Super Foods For Your Kids….

31 03 2010

Have mommies facing these situations??……”I don’t like the greenish on my plate!”; “can i have the candies???”; “I wanna ice-cream! I wanna ice-cream!” ……..and you will keep on yelling NO to this, NO to that!

Babies & toddlers can be very fussy eaters. Promote your child with the healthy picks by supplying the basic components of our diet – carbohydrates, protein and fat. Even myself hardly to get my kids having all those complete diet but ensure they get at least two servings of the supplement daily. These roles vary from boosting energy and brain power to preventing illness and even repairing damages. In any diet, whether child or adult should get eating lots of fruits and vegetables. So here are some of the tips to train your child taste buds!

1. Fruits & Vegetables (Vitamins, minerals & dietary-fiber)

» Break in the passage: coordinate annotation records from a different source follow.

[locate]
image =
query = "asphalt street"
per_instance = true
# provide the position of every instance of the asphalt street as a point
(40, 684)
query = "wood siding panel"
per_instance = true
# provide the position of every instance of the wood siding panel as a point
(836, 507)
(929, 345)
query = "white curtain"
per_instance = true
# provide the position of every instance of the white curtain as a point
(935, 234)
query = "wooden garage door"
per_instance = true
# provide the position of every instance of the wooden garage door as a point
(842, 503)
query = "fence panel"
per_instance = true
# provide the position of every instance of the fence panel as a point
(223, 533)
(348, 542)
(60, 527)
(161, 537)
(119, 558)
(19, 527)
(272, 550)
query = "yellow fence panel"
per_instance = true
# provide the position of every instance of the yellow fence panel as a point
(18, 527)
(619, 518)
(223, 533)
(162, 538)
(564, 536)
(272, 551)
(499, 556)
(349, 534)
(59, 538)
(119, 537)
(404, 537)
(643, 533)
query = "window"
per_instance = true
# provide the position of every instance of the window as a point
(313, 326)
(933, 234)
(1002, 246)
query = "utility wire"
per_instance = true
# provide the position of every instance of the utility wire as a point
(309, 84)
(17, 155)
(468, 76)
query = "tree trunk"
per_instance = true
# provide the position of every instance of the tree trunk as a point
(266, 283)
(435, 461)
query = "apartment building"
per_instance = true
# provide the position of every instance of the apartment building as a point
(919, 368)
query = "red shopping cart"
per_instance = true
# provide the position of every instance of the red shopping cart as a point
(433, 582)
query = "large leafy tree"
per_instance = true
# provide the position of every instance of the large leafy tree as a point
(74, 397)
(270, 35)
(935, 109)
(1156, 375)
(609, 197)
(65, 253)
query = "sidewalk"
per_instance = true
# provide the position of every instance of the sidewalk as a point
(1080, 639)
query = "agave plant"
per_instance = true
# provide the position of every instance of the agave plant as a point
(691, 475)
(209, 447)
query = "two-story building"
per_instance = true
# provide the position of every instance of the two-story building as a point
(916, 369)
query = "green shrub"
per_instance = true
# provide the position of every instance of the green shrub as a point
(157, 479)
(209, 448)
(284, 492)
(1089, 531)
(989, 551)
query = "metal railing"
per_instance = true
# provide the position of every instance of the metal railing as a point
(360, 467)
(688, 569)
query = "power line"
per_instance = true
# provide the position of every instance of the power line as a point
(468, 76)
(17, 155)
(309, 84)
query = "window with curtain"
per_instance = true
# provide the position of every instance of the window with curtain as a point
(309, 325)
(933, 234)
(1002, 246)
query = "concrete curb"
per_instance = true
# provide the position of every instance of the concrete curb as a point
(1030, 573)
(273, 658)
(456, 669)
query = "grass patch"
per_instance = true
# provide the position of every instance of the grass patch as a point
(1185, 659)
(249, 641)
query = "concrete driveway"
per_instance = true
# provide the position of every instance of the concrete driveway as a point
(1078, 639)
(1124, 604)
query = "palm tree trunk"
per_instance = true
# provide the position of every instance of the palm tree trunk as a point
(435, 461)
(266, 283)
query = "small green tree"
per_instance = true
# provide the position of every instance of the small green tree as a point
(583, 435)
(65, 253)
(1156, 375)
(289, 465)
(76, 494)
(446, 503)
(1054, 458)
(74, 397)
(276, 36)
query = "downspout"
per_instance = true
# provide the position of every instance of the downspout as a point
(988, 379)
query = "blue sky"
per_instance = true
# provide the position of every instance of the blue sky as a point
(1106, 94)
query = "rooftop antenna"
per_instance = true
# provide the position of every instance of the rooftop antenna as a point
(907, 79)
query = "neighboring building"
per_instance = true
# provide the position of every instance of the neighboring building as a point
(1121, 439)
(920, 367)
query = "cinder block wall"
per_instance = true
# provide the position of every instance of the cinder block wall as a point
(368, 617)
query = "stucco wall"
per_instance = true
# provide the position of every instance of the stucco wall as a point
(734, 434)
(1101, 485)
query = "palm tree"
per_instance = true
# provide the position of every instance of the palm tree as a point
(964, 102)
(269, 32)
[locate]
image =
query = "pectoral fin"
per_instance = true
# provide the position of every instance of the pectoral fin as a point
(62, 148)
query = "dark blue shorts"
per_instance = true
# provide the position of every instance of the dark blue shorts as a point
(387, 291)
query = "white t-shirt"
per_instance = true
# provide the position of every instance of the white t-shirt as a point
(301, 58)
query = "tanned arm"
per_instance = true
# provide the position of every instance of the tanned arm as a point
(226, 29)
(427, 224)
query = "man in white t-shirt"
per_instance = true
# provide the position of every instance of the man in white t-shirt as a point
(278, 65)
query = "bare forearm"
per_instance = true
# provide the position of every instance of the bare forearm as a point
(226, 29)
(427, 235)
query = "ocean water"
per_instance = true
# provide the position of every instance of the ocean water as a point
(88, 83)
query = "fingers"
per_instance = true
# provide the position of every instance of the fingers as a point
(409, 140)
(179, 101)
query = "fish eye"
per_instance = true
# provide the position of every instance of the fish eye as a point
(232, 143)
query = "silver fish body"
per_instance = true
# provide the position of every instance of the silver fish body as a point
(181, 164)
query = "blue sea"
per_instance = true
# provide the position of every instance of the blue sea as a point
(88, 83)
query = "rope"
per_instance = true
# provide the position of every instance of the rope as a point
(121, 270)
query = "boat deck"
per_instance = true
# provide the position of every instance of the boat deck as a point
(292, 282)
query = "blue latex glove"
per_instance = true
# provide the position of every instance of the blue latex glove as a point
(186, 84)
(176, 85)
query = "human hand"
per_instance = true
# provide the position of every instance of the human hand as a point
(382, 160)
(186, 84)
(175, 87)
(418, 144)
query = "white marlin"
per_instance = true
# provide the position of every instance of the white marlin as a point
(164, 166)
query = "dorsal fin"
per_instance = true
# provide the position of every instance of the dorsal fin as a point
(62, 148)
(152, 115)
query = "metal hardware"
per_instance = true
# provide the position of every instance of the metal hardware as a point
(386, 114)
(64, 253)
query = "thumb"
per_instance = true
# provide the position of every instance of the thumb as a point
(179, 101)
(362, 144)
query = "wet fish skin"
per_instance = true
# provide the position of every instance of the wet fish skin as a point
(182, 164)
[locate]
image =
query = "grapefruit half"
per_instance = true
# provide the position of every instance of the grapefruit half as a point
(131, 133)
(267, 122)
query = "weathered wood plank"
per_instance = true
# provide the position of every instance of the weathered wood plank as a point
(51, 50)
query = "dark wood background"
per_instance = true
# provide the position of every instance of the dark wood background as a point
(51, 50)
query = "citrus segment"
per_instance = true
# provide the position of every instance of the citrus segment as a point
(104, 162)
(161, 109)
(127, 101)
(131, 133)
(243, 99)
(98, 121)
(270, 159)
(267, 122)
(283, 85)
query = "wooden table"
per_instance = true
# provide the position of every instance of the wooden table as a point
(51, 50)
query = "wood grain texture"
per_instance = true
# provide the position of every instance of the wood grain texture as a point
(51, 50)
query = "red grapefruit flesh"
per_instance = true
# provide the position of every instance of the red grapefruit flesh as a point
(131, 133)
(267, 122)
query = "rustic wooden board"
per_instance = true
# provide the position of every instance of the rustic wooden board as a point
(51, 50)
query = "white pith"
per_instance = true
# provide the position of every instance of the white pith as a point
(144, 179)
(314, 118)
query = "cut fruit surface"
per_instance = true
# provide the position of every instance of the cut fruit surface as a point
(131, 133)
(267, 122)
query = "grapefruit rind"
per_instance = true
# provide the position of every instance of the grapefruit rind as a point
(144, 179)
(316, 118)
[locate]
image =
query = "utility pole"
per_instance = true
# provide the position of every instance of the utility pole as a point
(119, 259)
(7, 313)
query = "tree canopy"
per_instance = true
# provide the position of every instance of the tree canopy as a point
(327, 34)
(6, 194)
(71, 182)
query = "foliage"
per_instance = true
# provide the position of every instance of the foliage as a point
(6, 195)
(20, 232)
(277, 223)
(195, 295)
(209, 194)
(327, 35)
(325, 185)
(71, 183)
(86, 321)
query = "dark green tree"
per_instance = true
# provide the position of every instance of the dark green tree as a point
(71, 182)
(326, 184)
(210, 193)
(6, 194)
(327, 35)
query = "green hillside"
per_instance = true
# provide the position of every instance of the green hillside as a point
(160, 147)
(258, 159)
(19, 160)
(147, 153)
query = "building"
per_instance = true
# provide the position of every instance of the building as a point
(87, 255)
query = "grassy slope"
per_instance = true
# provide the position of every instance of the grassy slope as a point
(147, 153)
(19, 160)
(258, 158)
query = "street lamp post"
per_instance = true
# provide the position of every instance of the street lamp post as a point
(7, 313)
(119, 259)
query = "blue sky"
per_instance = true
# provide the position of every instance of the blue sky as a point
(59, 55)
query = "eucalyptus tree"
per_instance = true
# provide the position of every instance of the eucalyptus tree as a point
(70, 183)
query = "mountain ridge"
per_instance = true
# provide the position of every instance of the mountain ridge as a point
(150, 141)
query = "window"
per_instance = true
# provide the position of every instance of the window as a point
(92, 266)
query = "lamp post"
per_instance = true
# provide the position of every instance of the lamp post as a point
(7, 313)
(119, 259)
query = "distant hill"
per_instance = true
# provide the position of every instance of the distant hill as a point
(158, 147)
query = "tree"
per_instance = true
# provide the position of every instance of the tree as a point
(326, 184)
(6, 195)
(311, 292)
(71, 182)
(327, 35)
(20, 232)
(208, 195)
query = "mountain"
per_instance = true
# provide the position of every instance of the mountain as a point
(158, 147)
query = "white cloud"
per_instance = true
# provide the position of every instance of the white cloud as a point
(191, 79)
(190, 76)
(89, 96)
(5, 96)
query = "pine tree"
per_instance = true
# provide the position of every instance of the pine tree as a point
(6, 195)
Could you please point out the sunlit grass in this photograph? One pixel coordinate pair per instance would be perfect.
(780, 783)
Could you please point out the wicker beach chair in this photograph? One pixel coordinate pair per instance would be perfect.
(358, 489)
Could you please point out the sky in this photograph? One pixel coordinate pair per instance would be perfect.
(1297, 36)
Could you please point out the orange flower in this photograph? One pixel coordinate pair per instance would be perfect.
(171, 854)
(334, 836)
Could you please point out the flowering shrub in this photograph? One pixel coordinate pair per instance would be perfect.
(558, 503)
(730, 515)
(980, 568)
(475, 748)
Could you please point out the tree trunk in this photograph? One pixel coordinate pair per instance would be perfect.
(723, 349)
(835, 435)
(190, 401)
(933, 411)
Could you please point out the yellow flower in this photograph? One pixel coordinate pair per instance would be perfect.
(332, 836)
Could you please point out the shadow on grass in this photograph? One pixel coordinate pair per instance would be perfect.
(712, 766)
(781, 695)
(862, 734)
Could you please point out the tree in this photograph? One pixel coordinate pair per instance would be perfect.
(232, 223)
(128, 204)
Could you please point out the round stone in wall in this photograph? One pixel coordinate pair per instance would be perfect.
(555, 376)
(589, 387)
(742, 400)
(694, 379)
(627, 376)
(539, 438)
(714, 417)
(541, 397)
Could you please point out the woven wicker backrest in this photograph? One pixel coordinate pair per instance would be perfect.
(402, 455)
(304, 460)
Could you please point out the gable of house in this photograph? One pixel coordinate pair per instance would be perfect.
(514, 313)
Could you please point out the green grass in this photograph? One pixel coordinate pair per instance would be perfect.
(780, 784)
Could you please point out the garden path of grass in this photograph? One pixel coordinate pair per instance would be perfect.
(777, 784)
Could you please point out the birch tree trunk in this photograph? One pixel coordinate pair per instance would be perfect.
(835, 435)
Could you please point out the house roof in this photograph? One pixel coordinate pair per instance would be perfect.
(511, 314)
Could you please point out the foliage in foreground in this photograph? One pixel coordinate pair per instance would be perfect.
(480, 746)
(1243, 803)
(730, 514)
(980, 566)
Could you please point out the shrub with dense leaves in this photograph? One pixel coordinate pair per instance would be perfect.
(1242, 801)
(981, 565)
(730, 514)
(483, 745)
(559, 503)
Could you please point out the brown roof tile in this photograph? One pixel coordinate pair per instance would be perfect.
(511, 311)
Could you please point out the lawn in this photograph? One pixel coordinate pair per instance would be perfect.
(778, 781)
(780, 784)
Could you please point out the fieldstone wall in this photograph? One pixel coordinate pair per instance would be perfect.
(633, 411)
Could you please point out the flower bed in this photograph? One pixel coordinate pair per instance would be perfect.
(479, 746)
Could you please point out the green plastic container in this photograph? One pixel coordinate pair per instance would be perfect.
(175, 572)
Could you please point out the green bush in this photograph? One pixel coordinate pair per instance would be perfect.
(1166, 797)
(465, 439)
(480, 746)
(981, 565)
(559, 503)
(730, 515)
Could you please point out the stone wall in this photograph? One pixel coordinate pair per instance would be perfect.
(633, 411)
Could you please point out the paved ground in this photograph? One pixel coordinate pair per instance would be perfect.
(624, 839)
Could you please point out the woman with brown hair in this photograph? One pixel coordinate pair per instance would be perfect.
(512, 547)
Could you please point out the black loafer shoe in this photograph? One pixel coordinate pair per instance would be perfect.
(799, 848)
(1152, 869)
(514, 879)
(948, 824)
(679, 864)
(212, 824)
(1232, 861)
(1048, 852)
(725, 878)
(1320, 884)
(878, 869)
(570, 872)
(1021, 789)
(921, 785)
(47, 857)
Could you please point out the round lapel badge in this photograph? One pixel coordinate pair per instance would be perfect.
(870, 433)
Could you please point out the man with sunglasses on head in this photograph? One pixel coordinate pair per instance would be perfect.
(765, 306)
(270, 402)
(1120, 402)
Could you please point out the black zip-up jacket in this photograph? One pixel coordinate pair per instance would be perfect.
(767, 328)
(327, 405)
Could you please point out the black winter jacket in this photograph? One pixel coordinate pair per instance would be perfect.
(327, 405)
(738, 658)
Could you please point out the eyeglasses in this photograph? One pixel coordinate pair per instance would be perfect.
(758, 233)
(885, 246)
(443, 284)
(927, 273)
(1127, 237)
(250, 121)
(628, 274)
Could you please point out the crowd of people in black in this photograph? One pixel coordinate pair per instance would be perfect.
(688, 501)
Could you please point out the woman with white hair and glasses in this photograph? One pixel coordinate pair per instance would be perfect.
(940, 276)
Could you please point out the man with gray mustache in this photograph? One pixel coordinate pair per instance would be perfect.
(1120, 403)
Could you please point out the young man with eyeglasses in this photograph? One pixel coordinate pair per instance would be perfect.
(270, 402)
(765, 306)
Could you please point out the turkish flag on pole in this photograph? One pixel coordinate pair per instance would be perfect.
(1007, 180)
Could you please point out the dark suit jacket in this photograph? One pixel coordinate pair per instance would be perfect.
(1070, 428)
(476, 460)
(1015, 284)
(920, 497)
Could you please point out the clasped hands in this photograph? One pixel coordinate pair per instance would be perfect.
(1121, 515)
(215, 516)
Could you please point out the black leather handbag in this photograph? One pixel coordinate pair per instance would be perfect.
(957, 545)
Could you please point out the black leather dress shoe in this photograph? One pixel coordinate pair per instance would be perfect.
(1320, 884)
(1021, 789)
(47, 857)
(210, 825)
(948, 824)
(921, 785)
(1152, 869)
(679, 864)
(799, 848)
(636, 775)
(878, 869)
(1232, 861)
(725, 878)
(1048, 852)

– Not all the toddlers would have the greenish on their snack plate. Parents plays role to create creative ways to decorate their meals! And what I usually do is filling the scramble eggs with grated carrots for a sandwich. Or just add-in their scones with dried mix fruits and spread with blended cheesy spinach! And even you can serve them well with fresh mix vege & fruits with Malaysian garnish….

– Scones spread with blended spinach! Really -really a mouth watering meals of the day!

-hmmmm……so yummy!! Bright colors would perhaps attract the kids to eat!

2. Whole Grains (Fibre & Vitamin E)

– Whole grains are typically fortified with folic acid, Vit.B, D, Iron, zinc and sometimes calcium too. Oats are one of the most familiar hot cereals for kids and nutritious grain for the brain. Take note that oats provide excellent energy or fuel for the brain that kids need first thing in and fed all morning at school. Simple cereals to give with sliced banana for breakfast…

3. Nuts and seeds (Good fats, fiber, protein, Omega3 & 6 oils, minerals – magnesium & potassium)

– Luckily I didn’t have any problem in this serving…..my kids are nuts hunger! Since I am a baker, there always packed of variety nuts in my keepers for them.  According to an Australian nutritionist, a handful of almonds, cashews, pumpkin seeds or walnuts are ideal super food as a mid-morning snack. Change their habits of taking junk-food with any of these combination ………Or just baked them cuppies like this!

– Carrot walnut cupcakes with cream cheese toppers…..

4. Dairy (Rich in calcium)

– Rich in calcium is a key ingredient for strong bones and teeth, healthy heart and nervous system. Certain dairy product such as yogurt and milk also contain protein, Vit.A, B12, riboflavin and magnesium. Well, fed your kids well enough with this which can help promote their inner health.

All is yours to change their habits! Good luck!